父は、ピアノを弾かない。楽譜も読めない。好きな音楽は?と聞くと、谷村新司(だったはず)。

そんな父がピアノの発表会には欠かさず来て、いつも車で連れて帰ってくれた。

H先生(長年就いたピアノの先生)の発表会では、ありがた迷惑なことに演奏を録音したカセットテープがもらえる。

自分の演奏が気になって、帰りの車中で聴くのが恒例だった。

言わなきゃいいのに父は言う。

「お、今のところ、間違えただろ?」

「いやそういう曲だからっ」

で、本当に間違えたところは全然気づかない父。

時には、

「今日は2回間違えたか?」

なんで数えてるわけさ……

「間違いなんて、別に大した問題じゃないのっ」

「ほう、そうか」

「私が聴き直したいのは、音楽的に弾けてるかどうかだからっ」

「ほう。それで、どうだった?」

「お父さんに言ってもわからんわっ」

「ほほ〜、そうか」

そんな会話をしていた。

高校生の時は、毎日23時近くまで練習した。家の裏は田んぼ。となりは駐車場。深夜の音出しに苦情がくるはずもない環境だったから。

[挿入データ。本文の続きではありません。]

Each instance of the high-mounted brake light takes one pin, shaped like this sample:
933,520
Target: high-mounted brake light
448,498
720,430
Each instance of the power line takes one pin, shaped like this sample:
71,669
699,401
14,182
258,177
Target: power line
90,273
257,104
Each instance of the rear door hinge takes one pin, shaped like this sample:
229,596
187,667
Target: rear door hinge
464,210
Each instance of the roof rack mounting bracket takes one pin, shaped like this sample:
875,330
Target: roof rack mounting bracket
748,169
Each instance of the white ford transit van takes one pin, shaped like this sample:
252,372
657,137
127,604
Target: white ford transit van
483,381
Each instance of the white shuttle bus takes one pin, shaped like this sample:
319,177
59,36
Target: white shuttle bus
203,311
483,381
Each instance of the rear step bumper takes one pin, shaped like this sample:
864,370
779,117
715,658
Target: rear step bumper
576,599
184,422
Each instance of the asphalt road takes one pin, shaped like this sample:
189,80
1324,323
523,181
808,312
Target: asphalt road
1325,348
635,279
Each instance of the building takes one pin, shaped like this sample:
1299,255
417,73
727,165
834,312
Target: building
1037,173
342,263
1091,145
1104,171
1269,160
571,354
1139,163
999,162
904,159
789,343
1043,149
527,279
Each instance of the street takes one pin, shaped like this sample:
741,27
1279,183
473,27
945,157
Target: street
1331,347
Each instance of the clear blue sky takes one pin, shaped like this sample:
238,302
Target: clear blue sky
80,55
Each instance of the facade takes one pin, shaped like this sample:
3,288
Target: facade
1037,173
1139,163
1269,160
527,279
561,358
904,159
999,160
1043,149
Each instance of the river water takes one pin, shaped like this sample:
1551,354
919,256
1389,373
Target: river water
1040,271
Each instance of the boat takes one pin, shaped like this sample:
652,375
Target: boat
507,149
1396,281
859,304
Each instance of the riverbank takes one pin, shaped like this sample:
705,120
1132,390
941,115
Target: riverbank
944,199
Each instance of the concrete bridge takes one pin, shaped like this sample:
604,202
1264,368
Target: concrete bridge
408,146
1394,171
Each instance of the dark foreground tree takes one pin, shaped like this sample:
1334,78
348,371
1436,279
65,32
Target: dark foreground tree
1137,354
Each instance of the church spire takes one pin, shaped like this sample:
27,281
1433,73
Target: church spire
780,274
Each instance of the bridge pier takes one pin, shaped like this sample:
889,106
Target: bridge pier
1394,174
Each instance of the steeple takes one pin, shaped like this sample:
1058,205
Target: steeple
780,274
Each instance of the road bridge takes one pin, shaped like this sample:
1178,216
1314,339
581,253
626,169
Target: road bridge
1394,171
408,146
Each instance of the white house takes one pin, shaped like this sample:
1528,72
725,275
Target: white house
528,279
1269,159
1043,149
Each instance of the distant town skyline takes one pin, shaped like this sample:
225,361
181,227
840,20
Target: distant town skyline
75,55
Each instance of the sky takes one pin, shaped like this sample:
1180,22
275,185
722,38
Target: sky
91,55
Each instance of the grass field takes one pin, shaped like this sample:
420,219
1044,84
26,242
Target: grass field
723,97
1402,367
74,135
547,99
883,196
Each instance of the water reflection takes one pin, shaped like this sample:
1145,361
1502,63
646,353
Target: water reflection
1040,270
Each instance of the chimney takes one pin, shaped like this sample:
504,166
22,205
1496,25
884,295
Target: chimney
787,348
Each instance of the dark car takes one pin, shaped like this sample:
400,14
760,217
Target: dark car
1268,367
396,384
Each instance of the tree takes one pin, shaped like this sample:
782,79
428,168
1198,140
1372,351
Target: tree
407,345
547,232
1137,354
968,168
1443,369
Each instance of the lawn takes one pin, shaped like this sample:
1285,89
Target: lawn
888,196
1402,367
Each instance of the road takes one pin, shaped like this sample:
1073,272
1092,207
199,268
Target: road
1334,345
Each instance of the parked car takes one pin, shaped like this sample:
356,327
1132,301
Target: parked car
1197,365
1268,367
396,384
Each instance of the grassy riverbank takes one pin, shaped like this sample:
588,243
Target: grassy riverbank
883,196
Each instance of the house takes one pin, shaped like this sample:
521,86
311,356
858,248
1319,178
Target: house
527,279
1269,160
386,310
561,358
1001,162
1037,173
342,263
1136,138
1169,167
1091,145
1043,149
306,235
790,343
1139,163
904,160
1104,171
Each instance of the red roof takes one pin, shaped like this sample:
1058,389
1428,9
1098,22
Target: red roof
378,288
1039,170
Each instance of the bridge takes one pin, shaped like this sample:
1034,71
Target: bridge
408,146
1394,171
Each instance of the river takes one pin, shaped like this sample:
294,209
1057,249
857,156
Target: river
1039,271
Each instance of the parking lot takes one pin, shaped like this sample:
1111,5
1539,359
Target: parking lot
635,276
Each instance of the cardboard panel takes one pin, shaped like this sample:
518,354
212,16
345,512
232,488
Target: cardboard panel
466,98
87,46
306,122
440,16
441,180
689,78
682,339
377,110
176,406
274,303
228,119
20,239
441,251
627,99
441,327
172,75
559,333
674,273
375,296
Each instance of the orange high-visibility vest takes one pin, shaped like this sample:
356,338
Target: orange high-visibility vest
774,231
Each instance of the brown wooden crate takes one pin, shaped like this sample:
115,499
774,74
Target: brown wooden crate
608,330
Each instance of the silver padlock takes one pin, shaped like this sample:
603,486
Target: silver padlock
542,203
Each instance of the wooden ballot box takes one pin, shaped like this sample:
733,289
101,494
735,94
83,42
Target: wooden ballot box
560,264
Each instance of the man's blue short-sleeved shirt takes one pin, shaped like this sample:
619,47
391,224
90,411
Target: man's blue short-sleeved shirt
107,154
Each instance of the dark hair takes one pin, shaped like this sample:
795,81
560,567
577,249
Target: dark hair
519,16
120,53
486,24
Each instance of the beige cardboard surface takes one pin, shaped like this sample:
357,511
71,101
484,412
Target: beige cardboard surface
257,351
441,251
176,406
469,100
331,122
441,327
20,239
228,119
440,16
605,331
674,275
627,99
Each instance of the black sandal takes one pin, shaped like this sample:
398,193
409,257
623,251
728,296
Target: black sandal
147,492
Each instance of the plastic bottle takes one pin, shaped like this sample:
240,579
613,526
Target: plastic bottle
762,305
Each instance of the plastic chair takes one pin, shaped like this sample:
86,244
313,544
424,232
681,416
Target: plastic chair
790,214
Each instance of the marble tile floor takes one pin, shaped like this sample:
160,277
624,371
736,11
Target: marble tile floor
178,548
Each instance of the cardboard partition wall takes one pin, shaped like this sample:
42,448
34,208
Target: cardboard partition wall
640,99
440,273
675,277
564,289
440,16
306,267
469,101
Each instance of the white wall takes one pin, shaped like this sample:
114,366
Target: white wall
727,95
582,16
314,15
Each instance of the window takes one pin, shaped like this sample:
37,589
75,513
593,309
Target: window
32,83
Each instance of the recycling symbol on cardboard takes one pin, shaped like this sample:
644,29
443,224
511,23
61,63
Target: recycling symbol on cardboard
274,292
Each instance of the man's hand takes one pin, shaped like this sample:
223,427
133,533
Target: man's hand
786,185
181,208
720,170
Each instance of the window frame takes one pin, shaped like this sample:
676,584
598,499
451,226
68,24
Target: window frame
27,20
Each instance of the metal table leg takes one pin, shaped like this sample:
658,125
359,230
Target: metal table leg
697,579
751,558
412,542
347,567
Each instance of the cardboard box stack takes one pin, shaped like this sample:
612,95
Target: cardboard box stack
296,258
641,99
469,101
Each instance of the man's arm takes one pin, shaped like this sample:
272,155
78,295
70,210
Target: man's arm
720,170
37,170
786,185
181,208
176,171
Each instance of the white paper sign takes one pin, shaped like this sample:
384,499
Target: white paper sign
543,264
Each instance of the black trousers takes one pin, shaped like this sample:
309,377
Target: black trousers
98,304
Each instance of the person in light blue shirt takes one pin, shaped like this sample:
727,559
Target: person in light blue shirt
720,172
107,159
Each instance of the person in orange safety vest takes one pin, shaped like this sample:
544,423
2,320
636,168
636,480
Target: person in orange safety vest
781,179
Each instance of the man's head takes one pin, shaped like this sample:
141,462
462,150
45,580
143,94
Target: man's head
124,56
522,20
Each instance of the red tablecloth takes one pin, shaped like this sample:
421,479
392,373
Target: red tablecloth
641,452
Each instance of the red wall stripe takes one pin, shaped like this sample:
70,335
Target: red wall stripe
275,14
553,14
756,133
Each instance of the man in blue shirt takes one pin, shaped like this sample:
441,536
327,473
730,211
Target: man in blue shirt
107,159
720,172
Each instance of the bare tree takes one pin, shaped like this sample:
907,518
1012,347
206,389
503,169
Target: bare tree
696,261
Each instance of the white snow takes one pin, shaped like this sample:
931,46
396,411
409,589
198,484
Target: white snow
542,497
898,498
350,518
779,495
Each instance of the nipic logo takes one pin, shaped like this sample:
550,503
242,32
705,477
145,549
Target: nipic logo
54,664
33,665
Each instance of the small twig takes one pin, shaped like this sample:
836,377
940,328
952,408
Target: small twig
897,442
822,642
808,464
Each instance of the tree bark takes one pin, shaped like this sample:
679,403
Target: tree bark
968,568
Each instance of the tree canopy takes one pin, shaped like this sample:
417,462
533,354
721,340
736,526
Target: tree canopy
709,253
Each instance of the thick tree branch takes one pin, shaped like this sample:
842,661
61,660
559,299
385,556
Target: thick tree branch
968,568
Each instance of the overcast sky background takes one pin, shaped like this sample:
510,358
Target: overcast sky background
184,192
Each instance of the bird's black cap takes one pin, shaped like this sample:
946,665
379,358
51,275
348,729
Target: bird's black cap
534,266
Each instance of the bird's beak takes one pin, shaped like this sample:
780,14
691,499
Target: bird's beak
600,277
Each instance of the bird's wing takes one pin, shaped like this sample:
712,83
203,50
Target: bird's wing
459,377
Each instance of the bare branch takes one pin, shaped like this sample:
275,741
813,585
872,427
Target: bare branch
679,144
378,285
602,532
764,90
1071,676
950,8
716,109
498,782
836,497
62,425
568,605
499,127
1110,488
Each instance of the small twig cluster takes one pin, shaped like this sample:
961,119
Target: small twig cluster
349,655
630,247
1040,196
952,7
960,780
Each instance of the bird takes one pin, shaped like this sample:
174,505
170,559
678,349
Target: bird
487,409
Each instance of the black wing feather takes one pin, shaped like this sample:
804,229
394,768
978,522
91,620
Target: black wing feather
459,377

弾けないところを繰り返し弾いて、やっと弾けるようになって、最後にもう一回、となったら、また弾けず。悔しいからまた最初から弾き直す・・・

夜な夜な聞くに耐えないほど同じフレーズを繰り返し練習した。

練習を終えて、リビングに戻ると、うとうとしながらテレビを見ていた父が、

「おぉ、終わったか。だいぶ弾けるようになったな」

全然わかんないくせに。カチンとくる。

でもそのあと、久米宏のニュースステーション、筑紫哲也のNEWS23を父と見るのが楽しみだった。

何とは無し、父が労ってくれている気持ちが心地よかったから。